衆院選候補者選び「大事な要素は女、女子」発言県議は森喜朗氏の元秘書だった!

 自民党の杉田水脈衆院議員が性暴力被害をめぐり、「女性はいくらでも嘘をつける」と被害者を愚弄する発言で物議を醸したのは昨年のことだが、またもや自民党議員による女性蔑視ともとれる問題発言が波紋を広げている。

 事の起こりは8月25日。この日、金沢市内にある自民党石川県連では、次期衆院選の候補者選びについての幹部会が開かれ、現職の馳浩氏、下沢佳充石川県議ら5名が出席。会合の後、報道陣の囲み取材に応じた下沢県議が、記者から「次期衆院選の候補者を選ぶうえで重要なことは?」と質問され、「私見を交えて言うと」として「若い細いかっこいいが有利だ」と語ると、目の前にいた男性記者に「君が一番やな」と発言。続けて「もう一つ大事な要素があった。女、女子」と語ると、女性記者2人を指し「該当者2人」と発言したというのだ。

 地元記者が語る。

「下沢県議は衆院選石川1区の候補者選考委員会委員長を務めており、石川1区をめぐっては、選考委員会が岡田直樹参議院議員にくら替え出馬を要請したものの、岡田氏が辞退したことで候補者選びが難航。結果、8月30日から9月3日までの5日間で、自薦・他薦を問わず公募で決めることになったんですが、いくらなんでも『女、女子』はまずい。現場にはテレビや新聞の記者がいて皆一瞬唖然としましたが、しばらくすると『やっぱり、あの人の元秘書だからねぇ』という声が漏れ、失笑がこぼれていました」

 下沢氏は石川県金沢市出身で、地元の小中高校を卒業後、早稲田大学商学部に入学。1995年に初当選し、県議会議長、県連幹事長を務めていたが、実は県議になる前、83年から94年まで、森喜朗元首相の秘書を務めていた。
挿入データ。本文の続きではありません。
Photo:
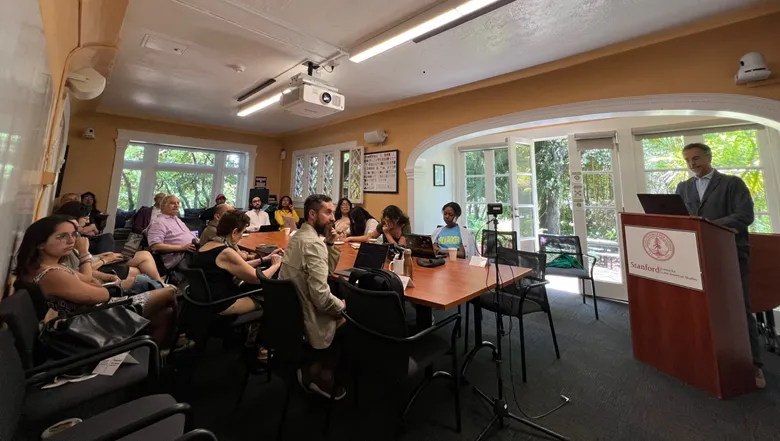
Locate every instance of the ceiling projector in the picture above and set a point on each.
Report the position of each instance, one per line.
(311, 97)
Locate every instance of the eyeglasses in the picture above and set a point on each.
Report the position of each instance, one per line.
(63, 237)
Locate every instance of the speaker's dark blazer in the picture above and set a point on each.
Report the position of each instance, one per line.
(726, 202)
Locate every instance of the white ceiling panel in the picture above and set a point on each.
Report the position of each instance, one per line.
(269, 37)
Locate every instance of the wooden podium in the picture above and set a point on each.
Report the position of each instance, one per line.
(687, 317)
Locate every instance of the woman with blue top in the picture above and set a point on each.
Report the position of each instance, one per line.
(452, 235)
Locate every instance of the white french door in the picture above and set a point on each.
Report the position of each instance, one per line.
(503, 174)
(597, 200)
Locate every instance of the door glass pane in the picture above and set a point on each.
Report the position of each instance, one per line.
(134, 153)
(298, 186)
(230, 190)
(501, 161)
(313, 164)
(525, 190)
(475, 163)
(663, 153)
(597, 160)
(192, 189)
(602, 242)
(664, 182)
(185, 157)
(553, 186)
(502, 190)
(526, 219)
(734, 149)
(599, 190)
(523, 158)
(761, 224)
(128, 189)
(475, 189)
(232, 160)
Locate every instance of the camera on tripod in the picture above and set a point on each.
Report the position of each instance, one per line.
(495, 209)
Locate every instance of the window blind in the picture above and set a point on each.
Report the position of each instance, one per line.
(595, 141)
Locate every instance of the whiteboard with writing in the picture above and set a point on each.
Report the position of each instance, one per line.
(380, 172)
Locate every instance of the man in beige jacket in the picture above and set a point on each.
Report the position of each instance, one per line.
(308, 262)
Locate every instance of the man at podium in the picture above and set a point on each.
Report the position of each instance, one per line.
(724, 200)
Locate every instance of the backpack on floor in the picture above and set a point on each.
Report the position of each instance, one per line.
(378, 280)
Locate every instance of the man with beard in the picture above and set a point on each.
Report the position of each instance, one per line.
(308, 263)
(257, 217)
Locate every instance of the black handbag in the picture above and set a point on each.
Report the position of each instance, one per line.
(103, 326)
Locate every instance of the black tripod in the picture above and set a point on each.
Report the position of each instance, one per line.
(500, 408)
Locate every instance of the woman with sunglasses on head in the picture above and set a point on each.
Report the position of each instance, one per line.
(285, 209)
(343, 209)
(52, 238)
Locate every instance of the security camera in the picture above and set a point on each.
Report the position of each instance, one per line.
(752, 67)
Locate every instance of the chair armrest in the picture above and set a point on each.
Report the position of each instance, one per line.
(135, 426)
(220, 301)
(454, 317)
(197, 434)
(48, 371)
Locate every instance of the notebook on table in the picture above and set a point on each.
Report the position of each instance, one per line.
(370, 256)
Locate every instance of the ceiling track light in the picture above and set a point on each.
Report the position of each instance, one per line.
(427, 24)
(464, 19)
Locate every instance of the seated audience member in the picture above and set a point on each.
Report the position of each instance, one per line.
(64, 199)
(395, 224)
(208, 214)
(143, 217)
(169, 235)
(343, 221)
(452, 235)
(222, 264)
(257, 216)
(53, 238)
(308, 262)
(141, 263)
(211, 229)
(285, 209)
(362, 225)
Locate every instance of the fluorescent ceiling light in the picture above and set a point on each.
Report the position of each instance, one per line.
(260, 105)
(424, 28)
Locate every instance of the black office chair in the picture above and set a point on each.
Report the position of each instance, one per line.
(282, 333)
(527, 296)
(17, 312)
(154, 417)
(565, 258)
(379, 344)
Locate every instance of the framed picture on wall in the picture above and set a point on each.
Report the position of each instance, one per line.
(380, 172)
(438, 175)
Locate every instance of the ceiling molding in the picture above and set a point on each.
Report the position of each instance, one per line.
(707, 24)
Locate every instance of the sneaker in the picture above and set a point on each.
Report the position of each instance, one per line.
(760, 380)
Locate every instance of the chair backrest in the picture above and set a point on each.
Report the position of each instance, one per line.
(383, 313)
(506, 239)
(198, 289)
(12, 383)
(553, 245)
(282, 329)
(18, 313)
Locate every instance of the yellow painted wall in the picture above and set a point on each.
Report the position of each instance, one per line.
(698, 63)
(90, 161)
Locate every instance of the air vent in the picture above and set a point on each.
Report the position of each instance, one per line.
(157, 43)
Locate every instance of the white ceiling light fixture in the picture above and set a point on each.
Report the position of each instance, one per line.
(422, 24)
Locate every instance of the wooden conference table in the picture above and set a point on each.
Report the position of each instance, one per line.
(443, 288)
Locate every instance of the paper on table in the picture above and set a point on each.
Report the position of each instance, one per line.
(407, 282)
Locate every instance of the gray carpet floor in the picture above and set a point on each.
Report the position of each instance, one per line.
(613, 396)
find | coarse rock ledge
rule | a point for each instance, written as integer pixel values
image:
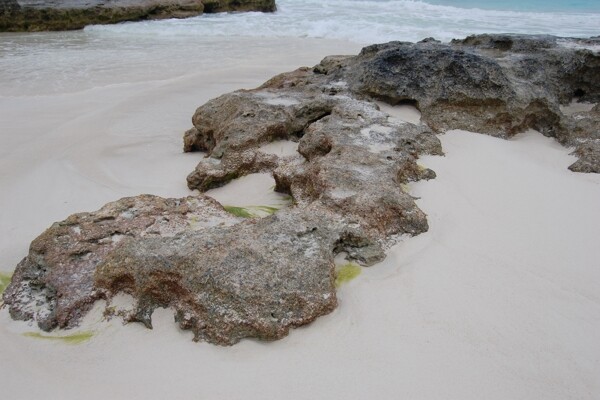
(228, 278)
(60, 15)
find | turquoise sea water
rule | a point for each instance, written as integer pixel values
(138, 50)
(525, 5)
(370, 21)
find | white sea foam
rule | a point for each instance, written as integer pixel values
(367, 21)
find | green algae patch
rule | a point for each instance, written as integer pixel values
(239, 211)
(345, 273)
(4, 281)
(76, 338)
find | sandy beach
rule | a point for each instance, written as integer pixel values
(499, 300)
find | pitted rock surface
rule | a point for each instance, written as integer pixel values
(229, 278)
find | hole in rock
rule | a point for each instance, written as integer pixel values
(576, 107)
(405, 111)
(281, 148)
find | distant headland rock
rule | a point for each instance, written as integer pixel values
(59, 15)
(227, 277)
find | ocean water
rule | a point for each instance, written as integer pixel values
(43, 63)
(370, 21)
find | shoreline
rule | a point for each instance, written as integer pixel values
(462, 311)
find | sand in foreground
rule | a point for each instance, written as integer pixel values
(500, 299)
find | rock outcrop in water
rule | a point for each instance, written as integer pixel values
(57, 15)
(228, 278)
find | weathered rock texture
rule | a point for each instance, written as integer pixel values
(54, 15)
(229, 278)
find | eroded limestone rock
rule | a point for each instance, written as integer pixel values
(228, 278)
(55, 15)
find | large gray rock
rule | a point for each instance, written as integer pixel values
(54, 15)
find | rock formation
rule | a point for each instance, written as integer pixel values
(228, 278)
(55, 15)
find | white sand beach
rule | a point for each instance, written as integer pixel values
(499, 300)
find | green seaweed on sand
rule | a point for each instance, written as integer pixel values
(242, 212)
(345, 273)
(4, 281)
(75, 338)
(266, 209)
(251, 211)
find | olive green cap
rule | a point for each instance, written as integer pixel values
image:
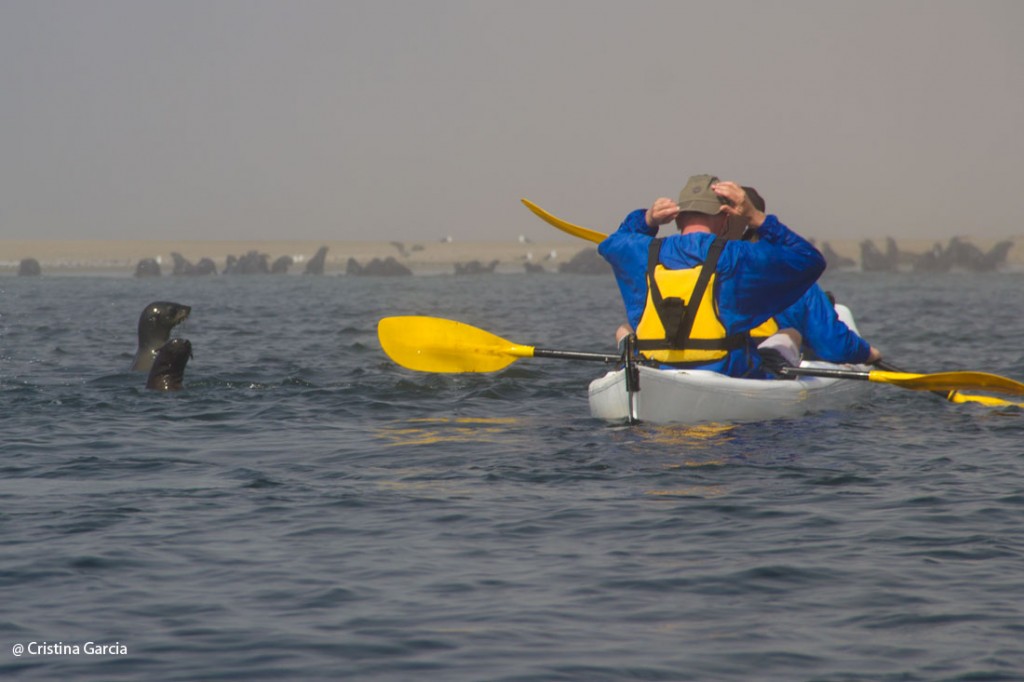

「森元首相が早稲田の雄弁会に所属していたことはよく知られる話ですが、下沢県議も同じ雄弁会に所属しており、そんな縁もあって、大学卒業後程なくして森氏の秘書になったようです。周知のように森氏と言えば『子どもを産まない女性に税金は……』に始まり、政治家時代から失言や暴言には事欠くことがなく、東京オリ・パラ組織委員会会長時代にも『女性がたくさん入っている理事会は時間がかかる』という女性蔑視発言が問題視され、会長辞任に追い込まれました。今回の発言で下沢氏も議員としての資質が問われることは間違いないでしょうね」(同前)

 翌26日、一部新聞の取材に対し下沢県議は「言葉足らずな部分があったかもしれない」と釈明し、「女、女子」発言については、「お二方が失礼に思うのであれば申し訳ない」と発言を撤回したものの、「若い細い」発言については撤回の意思はないと語ったという。

 報道に対し、SNS上では《県連の元幹事長で、しかも森喜朗元首相の秘書だったそうだから、女性差別、女性蔑視の思想や態度に関して、大いに歪んだ薫陶を受けてきたのかもしれない》《自分の支持者のことも「女」としてしか見てないんですね》《人権感覚どころの話じゃない。森元首相の秘書。納得》といったコメントであふれ、さらには《「言葉足らずな部分もあったかもしれない」だって。河村たかしさんと一緒で、自分の何がおかしいのか全く理解できていないの》と、メダル噛み事件で大ヒンシュクの河村たかし名古屋市長を引き合いに出すコメントも散見された。

 自身のプロフィ—ルに《閉塞感が漂い不寛容さが増す現代社会は、本音の言いにくい環境…徒に批判を恐れ政治家も萎縮気味であります》と綴る下沢県議だが、やはり「本音」は時と場所を選ぶべきだった!?